I want to expand on this last point a little. I've lived most of my life in rural areas of upstate New York and Eastern Kentucky but have also spent a lot of time in urban or intellectual areas like Philadelphia, Portland, Oakland, Chapel Hill, NC, and Ann Arbor, MI. The liberal intellectual types I hang out with in places like Philadelphia have often been condescending toward the rural areas around them. But the condescension doesn't have a lot of energy to it because people in cities give so little thought to the rural areas around them. I remember one television station in Philadelphia once ran a special series on "the rest of Pennsylvania" so people in Philly would have an idea of the state outside Philadelphia, its suburbs, and Pittsburgh.
This is one reason why the "they're coming to take out guns" fantasy would be virulent here even without the NRA. People in areas like Eastern Kentucky and rural Pennsylvania know that middle-class and educated people in the cities have little use for guns. They also assume that city-dwellers have the same animus for them that rural people have for urban areas. The rural people I've known can't believe that people in the cities just don't think about them that much. When I'm talking with a "they're coming to take our guns" guy, that's precisely the point I make--they don't care about your guns, they don't care about you, and they don't care about Eastern Kentucky.
But nobody ever believes me.

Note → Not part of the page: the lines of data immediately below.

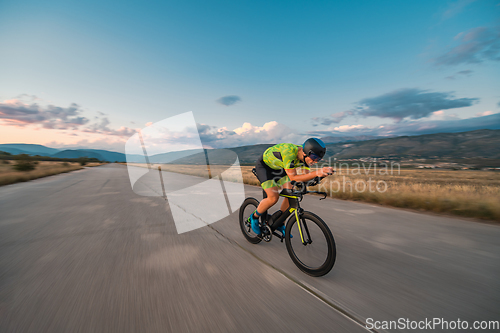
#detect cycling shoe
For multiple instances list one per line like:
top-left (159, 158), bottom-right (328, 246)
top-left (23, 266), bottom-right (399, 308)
top-left (249, 214), bottom-right (261, 235)
top-left (277, 224), bottom-right (292, 238)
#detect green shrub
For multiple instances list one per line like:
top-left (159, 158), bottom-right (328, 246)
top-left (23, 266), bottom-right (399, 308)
top-left (78, 157), bottom-right (88, 166)
top-left (2, 160), bottom-right (10, 164)
top-left (13, 160), bottom-right (36, 171)
top-left (14, 154), bottom-right (31, 161)
top-left (62, 162), bottom-right (70, 167)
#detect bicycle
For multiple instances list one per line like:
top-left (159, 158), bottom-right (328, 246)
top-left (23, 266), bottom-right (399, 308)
top-left (239, 169), bottom-right (336, 277)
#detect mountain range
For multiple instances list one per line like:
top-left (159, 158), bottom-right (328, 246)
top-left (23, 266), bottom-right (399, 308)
top-left (1, 129), bottom-right (499, 165)
top-left (322, 129), bottom-right (500, 160)
top-left (0, 144), bottom-right (132, 162)
top-left (0, 144), bottom-right (60, 156)
top-left (320, 135), bottom-right (381, 144)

People in rural areas believe that Obama's coming to get their guns because they assume that they're important to Obama and can't believe they aren't.

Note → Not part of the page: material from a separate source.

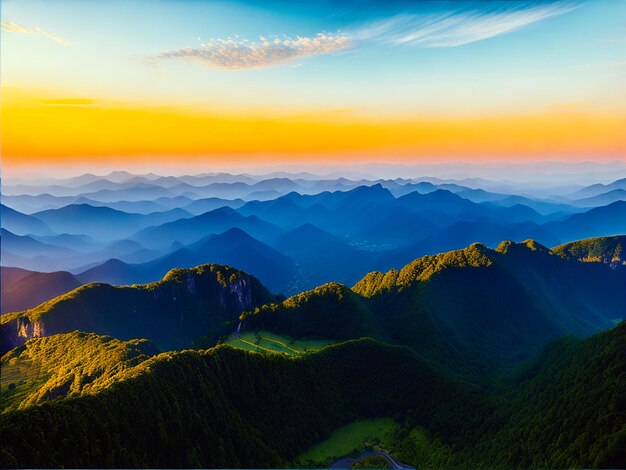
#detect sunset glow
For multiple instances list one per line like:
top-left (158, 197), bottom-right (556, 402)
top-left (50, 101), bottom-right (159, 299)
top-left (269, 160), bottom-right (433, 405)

It's also important to think about class in relation to these kinds of shootings. Three of the recent shooters had failed to establish any kind of solid footing in the working class. Binghamton shooter Jiverly Wong was ridiculed for his poor English and recently lost his job. Pittsburgh shooter Richard Pawlawski got involved in fist fights with his neighbors, washed out of the Marines for attacking a drill sergeant and also lost his job. Alabama shooter Michael McLendon didn't do any better with the Marines or the local police force, was involved in some sort of family dispute and had lost his job before he shot up his family and neighborhood.

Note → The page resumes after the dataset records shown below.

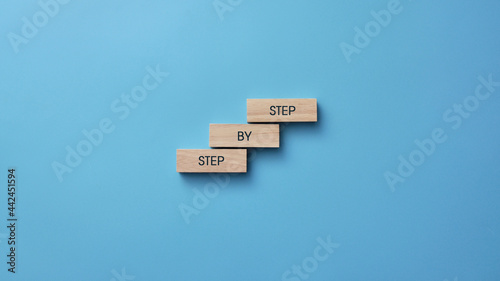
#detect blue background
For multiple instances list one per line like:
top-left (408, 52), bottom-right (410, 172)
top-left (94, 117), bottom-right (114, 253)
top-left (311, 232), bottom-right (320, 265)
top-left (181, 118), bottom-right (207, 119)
top-left (1, 0), bottom-right (500, 280)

All of these guys had failed with their class aspirations and weren't doing any better at their fall-back positions either.
All of them also seemed determined to commit suicide as they planned their shooting sprees. Richard Pawlawski called a friend to tell him he was going to die as he got ready to shoot the first wave of cops to come to his door. In a way, the impulse isn't surprising. What kind of self-respect does our culture offer to men or women who are struggling in the ways these guys were struggling? Not much that I can think of. Most people I know would think of these kinds of guys as "losers," "dumb-asses," "assholes" or some other pejorative term. I wouldn't be surprised if they all thought of themselves that way as well. There isn't much respect for working-class life in American culture. There's even less respect for not succeeding at working class life.
I imagine that Neiwert and Digby are right about fear-mongering on the right having a significant role in relation to the Pittsburgh shootings. But I also think it's important to resist viewing this kind of event strictly in terms of political manipulation. The fear-mongering of the right has an impact in the context of the larger patterns of people's lives and it's important to keep these larger patterns in mind as we think about these kinds of events.